Goodbye AB - The man who made jaws drop a thousand times over 

Sidvee
3rd Momentum ODI: South Africa v Bangladesh

AB de Villiers has retired from international cricket.

This is a surprise – and some may even say shock – for multiple reasons.

One: there was nothing about de Villiers’s game that suggested that he was running out of time. No flabby waistline, no slowing reflexes. It was only a few days ago that he nabbed one of the most spectacular catches of the IPL. And he dazzled with the bat throughout the tournament, ending with an average over 53 and a strike-rate little shy of 175. In fact, had it not been for Royal Challengers Bangalore’s tame collapse in their final game against Rajasthan Royals, de Villiers would have been preparing for a Playoff game at Eden Gardens on Wednesday and not posting a video where he announced his international retirement.

Two: Since the start of 2017, de Villiers has played 37 international games for South Africa (Tests, ODIs and T20s combined) and missed out on 19. He stayed away from Tests for most of last year in a bid to recharge himself ahead of the India and Australia series. And in January, after his match-winning (and series-winning) 80 in the Centurion Test against India – an innings that first bailed South Africa out of trouble and then put them in a position to dictate terms – he felt that he was in the “best form” of his life. Just when it seemed that de Villiers was pacing himself perfectly for the final stretch, he has now said goodbye.

Three: It seems unfair – and at some level, unjust – that the most versatile batsman of this generation, and a revolutionary of the shorter formats, will end his career without a World Cup or a World T20 medal. We sports fans are suckers for closure – a series win, a farewell hundred, a World Cup victory – and there is something about this retirement that seems so anticlimactic. Not that this takes away from AB’s greatness or his legacy – the numbers and memories are etched in stone – but how momentous it would have been for him to light up the World Cup next year and guide South Africa to a historic triumph. Just imagine the scene at Lord’s in July next year: South Africa chasing 320 in the final and de Villiers reeling off a 50-ball hundred to take them home. Fairytale, yes, but where else can we hope for such miracles apart from the sporting arena? Who better to pull off such a historic win than the peerless AB?

Which brings us to the most exciting part of de Villiers’ game: the ability to constantly stretch the limits of the possible. There was no record that was safe in ODIs, what with him blasting a 16-ball fifty, a 64-ball 150 and a 31-ball hundred – a most staggering feat considering that it was a whopping 14% faster than the previous record. And, as if to prove he could also lull us to a gentle slumber, he made a 297-ball 43 in a Test in Delhi that saw South Africa come within a session of a great escape.

More thrilling was the fact that there was no bowling plan he didn’t shred to bits. Full and outside off: the ball flew fine. Short and outside off: the ball flew square. Short and angling into his body: the ball flew over the wicketkeeper. While Virender Sehwag and Chris Gayle burnt the rule book by disregarding the tenets of footwork – relying on perfect balance and hand-eye-coordination to slam the ball to all corners – AB went in the opposite direction. He made every possible use of his feet but not like how a traditional coach would want. He danced, he pranced, he flew across the pitch, sometimes kneeling outside the sixth stump, sometimes curving himself backwards to ramp the ball over the slips. It didn’t matter what ball he was up against. If he wanted to clear short third man, the ball was going to do his bidding. If that meant switch-hitting a short ball from outside leg he would somehow find a way.

Trent Woodhill, in charge of Batting Talent Development at RCB, recently compared Virat Kohli and de Villiers to Rafael Nadal and Roger Federer. “The point’s never dead for Nadal,” he said in an interview to the Wisden India website, “and the point’s never dead for Virat. And AB, he finds a way as Federer does, in conditions where others struggle.”

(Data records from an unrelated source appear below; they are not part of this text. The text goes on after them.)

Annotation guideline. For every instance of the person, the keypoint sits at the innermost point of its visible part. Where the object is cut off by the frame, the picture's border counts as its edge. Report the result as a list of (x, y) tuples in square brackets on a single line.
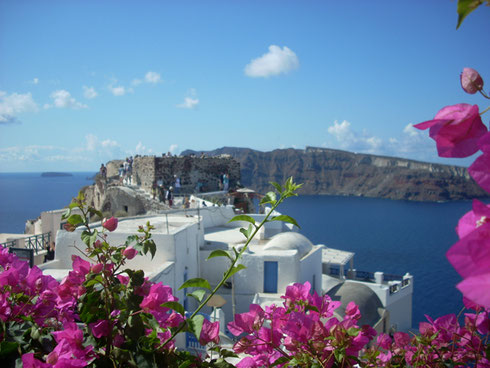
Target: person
[(154, 188), (169, 197), (103, 172), (226, 182), (121, 173), (49, 256), (177, 184)]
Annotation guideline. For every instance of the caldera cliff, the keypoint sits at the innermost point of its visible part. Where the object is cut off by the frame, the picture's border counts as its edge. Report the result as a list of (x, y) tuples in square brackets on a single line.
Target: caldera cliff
[(335, 172)]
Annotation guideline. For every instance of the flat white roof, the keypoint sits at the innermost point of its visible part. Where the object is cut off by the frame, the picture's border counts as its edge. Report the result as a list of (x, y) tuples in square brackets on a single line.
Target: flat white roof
[(336, 256)]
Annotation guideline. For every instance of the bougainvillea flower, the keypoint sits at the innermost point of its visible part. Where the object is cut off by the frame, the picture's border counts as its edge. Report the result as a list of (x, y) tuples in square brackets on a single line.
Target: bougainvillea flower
[(476, 288), (209, 333), (480, 171), (470, 256), (130, 252), (110, 224), (471, 81), (456, 130), (473, 219), (100, 328)]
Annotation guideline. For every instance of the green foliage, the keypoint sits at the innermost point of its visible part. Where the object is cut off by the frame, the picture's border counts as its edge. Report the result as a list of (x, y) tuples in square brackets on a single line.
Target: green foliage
[(465, 7)]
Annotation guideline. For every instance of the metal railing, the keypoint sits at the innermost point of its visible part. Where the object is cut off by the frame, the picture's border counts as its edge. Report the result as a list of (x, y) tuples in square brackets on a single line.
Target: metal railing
[(38, 242), (9, 244)]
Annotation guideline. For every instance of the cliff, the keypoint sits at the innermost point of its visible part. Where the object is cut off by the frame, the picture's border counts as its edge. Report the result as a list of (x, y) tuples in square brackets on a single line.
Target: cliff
[(335, 172)]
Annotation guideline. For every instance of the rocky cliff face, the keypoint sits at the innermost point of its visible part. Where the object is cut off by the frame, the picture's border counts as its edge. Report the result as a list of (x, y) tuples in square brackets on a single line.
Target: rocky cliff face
[(334, 172)]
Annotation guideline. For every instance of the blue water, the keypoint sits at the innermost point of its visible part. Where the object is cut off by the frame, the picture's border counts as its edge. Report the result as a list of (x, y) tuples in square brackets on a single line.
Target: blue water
[(24, 196), (390, 236)]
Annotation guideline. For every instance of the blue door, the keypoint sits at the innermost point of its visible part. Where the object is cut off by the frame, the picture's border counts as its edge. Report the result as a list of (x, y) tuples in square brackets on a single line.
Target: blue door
[(270, 277)]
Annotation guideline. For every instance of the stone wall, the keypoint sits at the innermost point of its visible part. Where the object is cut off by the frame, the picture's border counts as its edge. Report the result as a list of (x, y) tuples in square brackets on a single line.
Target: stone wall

We can extend the comparison further. For like Federer, AB too could appear effortless with his brilliance. Rarely did he seem to lose his cool when out in the middle and, as powerfully as he struck the ball, it was hard to associate his batting with sheer brute force. The bat wasn’t a savage weapon in his hands; rather it was a prop that AB magically swished during his acrobatic performance. The ball wasn’t a battered victim once it left his bat; rather, like a bird set free, it willingly soared into the stands, happy to be liberated by the inventiveness of a genius.

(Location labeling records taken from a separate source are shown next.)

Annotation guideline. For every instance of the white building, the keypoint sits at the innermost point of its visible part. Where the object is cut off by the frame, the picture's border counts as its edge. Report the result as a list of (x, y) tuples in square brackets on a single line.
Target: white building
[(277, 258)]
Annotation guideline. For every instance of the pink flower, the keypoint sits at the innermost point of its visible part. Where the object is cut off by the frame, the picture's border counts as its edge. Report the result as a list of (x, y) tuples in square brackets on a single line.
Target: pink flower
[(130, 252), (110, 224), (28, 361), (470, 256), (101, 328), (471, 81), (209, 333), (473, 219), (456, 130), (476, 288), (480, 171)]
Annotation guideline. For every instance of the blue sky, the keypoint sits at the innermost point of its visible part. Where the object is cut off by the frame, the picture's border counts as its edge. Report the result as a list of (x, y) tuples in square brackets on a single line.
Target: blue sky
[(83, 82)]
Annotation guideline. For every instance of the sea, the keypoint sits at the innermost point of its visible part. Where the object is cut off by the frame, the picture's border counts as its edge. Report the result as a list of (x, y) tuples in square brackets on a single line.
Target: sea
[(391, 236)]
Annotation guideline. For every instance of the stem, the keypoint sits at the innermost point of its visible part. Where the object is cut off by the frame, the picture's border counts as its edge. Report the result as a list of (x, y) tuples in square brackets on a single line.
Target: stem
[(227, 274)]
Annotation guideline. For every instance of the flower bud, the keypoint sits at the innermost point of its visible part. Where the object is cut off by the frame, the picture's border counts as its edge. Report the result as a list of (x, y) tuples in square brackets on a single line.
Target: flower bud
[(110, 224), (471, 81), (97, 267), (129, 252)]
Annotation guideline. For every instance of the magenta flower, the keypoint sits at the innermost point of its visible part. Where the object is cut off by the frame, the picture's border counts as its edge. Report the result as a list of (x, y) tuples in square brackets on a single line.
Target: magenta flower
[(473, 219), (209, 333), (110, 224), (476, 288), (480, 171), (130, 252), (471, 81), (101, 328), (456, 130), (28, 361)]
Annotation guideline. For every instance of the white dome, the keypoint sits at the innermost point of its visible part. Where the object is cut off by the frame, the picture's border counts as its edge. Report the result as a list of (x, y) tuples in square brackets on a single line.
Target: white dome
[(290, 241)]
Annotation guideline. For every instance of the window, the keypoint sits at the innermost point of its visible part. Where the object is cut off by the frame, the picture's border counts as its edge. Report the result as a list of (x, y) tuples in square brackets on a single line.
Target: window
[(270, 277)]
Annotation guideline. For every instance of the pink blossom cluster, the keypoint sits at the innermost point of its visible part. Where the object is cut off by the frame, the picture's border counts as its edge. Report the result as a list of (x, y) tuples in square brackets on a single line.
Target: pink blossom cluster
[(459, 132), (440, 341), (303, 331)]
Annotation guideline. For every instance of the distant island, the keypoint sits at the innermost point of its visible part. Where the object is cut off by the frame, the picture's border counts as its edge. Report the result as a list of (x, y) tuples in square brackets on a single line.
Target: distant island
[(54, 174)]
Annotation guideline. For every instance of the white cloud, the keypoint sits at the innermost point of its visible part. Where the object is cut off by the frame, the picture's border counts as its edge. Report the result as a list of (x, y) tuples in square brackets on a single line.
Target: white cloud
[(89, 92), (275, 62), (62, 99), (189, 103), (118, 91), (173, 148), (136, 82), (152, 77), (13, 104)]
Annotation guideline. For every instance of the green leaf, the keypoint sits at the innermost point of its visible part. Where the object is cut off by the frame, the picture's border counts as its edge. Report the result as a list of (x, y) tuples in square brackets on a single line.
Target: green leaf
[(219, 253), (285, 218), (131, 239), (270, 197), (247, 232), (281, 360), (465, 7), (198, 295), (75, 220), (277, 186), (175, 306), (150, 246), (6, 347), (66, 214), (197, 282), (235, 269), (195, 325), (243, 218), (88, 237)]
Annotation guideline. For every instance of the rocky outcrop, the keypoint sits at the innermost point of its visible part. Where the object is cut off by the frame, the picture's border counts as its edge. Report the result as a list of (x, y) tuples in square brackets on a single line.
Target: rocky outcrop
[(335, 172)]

Back in 2007, at the end of his retirement speech at Bridgetown, Brian Lara asked his fans: “Did I entertain?” The swooning crowd responded with a resounding cheer. AB de Villiers can ask a similar question, except the word “entertain” seems too benign for what he offered. Maybe he can take it up a notch with: “Did I make your jaw drop?” For which the answer can only be yes, yes, and yes, a thousand times over.